On 07/24/2012 03:22 PM, Andreas Herrmann wrote:
CC-ing Andre
On Tue, Jul 24, 2012 at 03:15:14PM +0200, Thomas Renninger wrote:
Hi,
I recently got pointed to performance losses measured
with and without cpufreq enabled when people worked on
scheduler tunables/improvements.
Depending on whether processes are bound to cores, tunables
inside the cpufreq subsystem, etc. there can be rather big
differences.
While there have been improvements (for example do not poll
that often if constantly running at highest frequency and
others), dynamic cpufreq adjusting as it currently is
implemented via ondemand/conservative governors always
will cost performance.
Arjan mentioned quite some time ago, that for modern X86
processors it does not make much sense to control the
frequency of the CPU via OS, because idle states are
much more efficient and should get entered asap.
Especially on bigger X86 systems with dozens or even hundreds
of cores, cpufreq polling sounds like a bad idea.
Especially if the CPUs do achieve the same or even
better performance/power results via entering C-states quickly.
I would like to come up with a init_default_governor()
or similar function which choses the performance governor
for such CPUs.
Hm, maybe it could get a driver callback, then this one could
be picked up by acpi-cpufreq (and powernow-k8 if applicable)
and those drivers could choose the right governor for the
platform/cpu.
Actually we are currently also looking into this issue.
So I'd refrain at least for now from changing the default governor.
Let's see what Arjan comes up with, I'd also like to see a reworked
governor instead of changing the default one.
To answer your questions nevertheless:
Ideally identifying the CPUs where performance governor should get
used is a one liner checking for a cpu flag.
But this might not get that easy?
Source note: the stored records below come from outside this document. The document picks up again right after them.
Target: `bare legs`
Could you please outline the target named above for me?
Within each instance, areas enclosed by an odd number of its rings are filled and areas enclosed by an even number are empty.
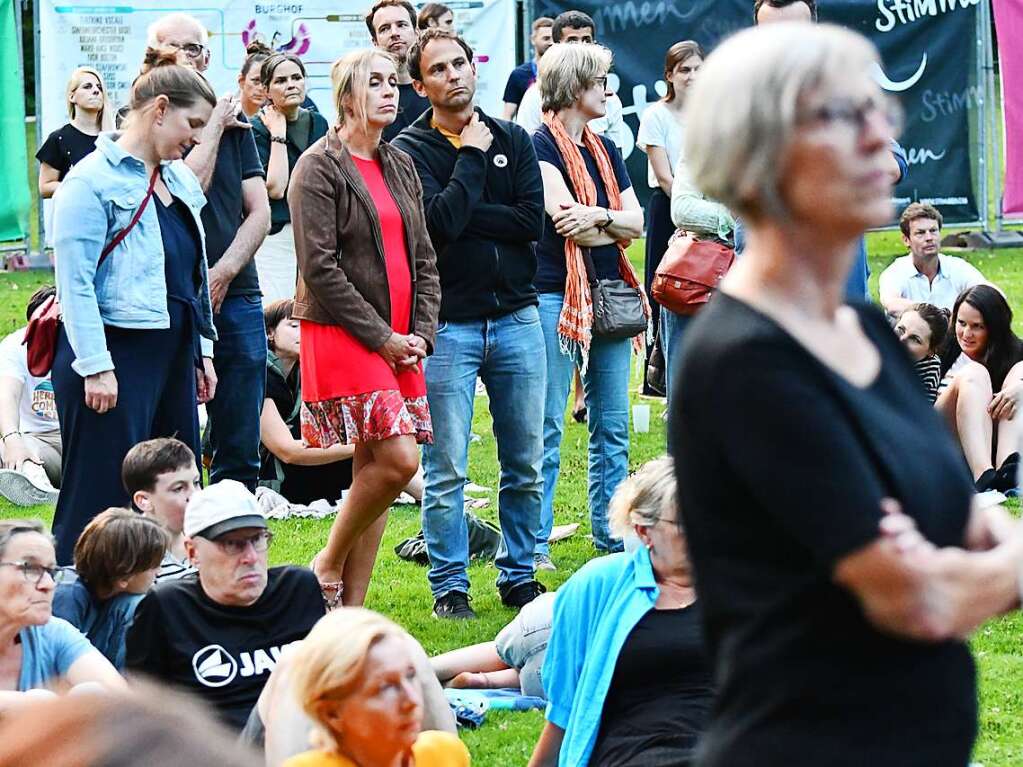
[[[501,660],[494,642],[442,653],[430,658],[430,665],[445,687],[490,690],[519,686],[519,672]]]
[[[1020,378],[1023,378],[1023,363],[1013,366],[1006,376],[1006,380]],[[1012,419],[991,420],[988,405],[993,396],[987,368],[971,362],[934,403],[959,439],[974,480],[988,469],[1001,466],[1006,457],[1017,452],[1023,436],[1023,414]]]
[[[583,392],[583,379],[579,375],[579,368],[575,369],[575,384],[572,391],[575,392],[572,400],[572,418],[582,423],[586,420],[586,394]]]
[[[320,583],[344,581],[344,604],[362,605],[365,601],[387,524],[385,512],[418,468],[414,437],[355,446],[352,487],[313,566]]]

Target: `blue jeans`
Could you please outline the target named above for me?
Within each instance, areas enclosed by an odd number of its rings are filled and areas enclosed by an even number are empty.
[[[543,413],[543,508],[536,553],[549,554],[547,539],[554,527],[554,490],[561,469],[561,435],[565,402],[577,360],[563,354],[558,342],[558,316],[564,295],[540,294],[540,324],[547,352],[547,400]],[[599,551],[621,551],[611,538],[607,506],[629,471],[629,339],[594,338],[590,363],[583,375],[589,441],[589,503],[593,543]]]
[[[259,296],[228,296],[214,318],[217,396],[206,403],[213,453],[210,483],[236,479],[255,491],[259,417],[266,393],[266,327]]]
[[[667,407],[668,412],[671,412],[671,401],[672,397],[672,385],[675,381],[675,367],[679,363],[679,358],[682,356],[683,346],[683,335],[685,333],[686,326],[689,325],[689,321],[692,320],[691,315],[675,314],[670,309],[661,307],[660,316],[660,332],[661,332],[661,349],[664,351],[664,387],[667,392]],[[674,445],[671,442],[671,429],[667,429],[668,433],[668,454],[674,455]]]
[[[546,366],[535,306],[491,320],[441,322],[426,361],[433,444],[423,449],[423,533],[435,597],[469,591],[464,485],[476,376],[483,379],[501,466],[498,585],[532,580],[543,480]]]

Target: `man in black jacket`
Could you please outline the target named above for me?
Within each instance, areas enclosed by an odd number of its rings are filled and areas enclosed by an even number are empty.
[[[460,37],[423,33],[409,51],[409,73],[432,108],[393,142],[415,161],[440,271],[440,326],[426,364],[434,443],[423,456],[423,530],[434,614],[462,619],[476,617],[463,485],[477,376],[501,464],[501,601],[521,607],[545,590],[533,574],[547,370],[532,243],[543,229],[543,185],[529,135],[474,109],[472,62]]]

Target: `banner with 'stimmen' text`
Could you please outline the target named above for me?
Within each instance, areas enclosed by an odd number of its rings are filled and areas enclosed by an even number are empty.
[[[909,174],[896,187],[897,211],[930,202],[946,222],[979,218],[976,126],[982,84],[976,79],[979,0],[823,0],[820,20],[856,30],[881,52],[875,76],[902,103],[899,137]],[[631,140],[622,147],[636,191],[647,193],[646,157],[635,147],[639,119],[665,93],[664,55],[679,40],[708,53],[723,38],[753,23],[753,0],[536,0],[537,16],[581,10],[593,17],[597,40],[615,56],[610,79],[624,106]]]

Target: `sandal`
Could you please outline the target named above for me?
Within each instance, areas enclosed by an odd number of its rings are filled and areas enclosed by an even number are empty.
[[[333,591],[333,596],[329,592]],[[323,606],[329,613],[341,604],[341,596],[345,593],[345,584],[341,581],[326,581],[320,583],[320,594],[323,596]]]
[[[586,423],[586,405],[572,411],[572,420],[576,423]]]

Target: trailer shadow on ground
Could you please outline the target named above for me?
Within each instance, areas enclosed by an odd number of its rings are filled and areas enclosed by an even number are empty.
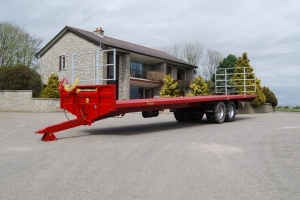
[[[247,120],[251,117],[238,117],[236,121]],[[147,124],[134,124],[134,125],[123,125],[116,127],[108,128],[95,128],[95,129],[86,129],[82,130],[89,135],[138,135],[138,134],[147,134],[160,131],[172,131],[178,129],[186,129],[189,127],[196,126],[219,126],[220,124],[209,123],[206,119],[203,119],[200,122],[155,122]]]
CPU family/model would need
maintenance if there is no cpu flag/feature to test for.
From the AMD side it looks like family >= 0x11 should do the trick. The
actual difference is the availability of >C1 per core sleep states.
Family 10h and 11h have C1 and C1e, but no real deeper states.
Let me see if there is some register or bit we can reliably query to
check for this instead of relying on fragile f/m/s values.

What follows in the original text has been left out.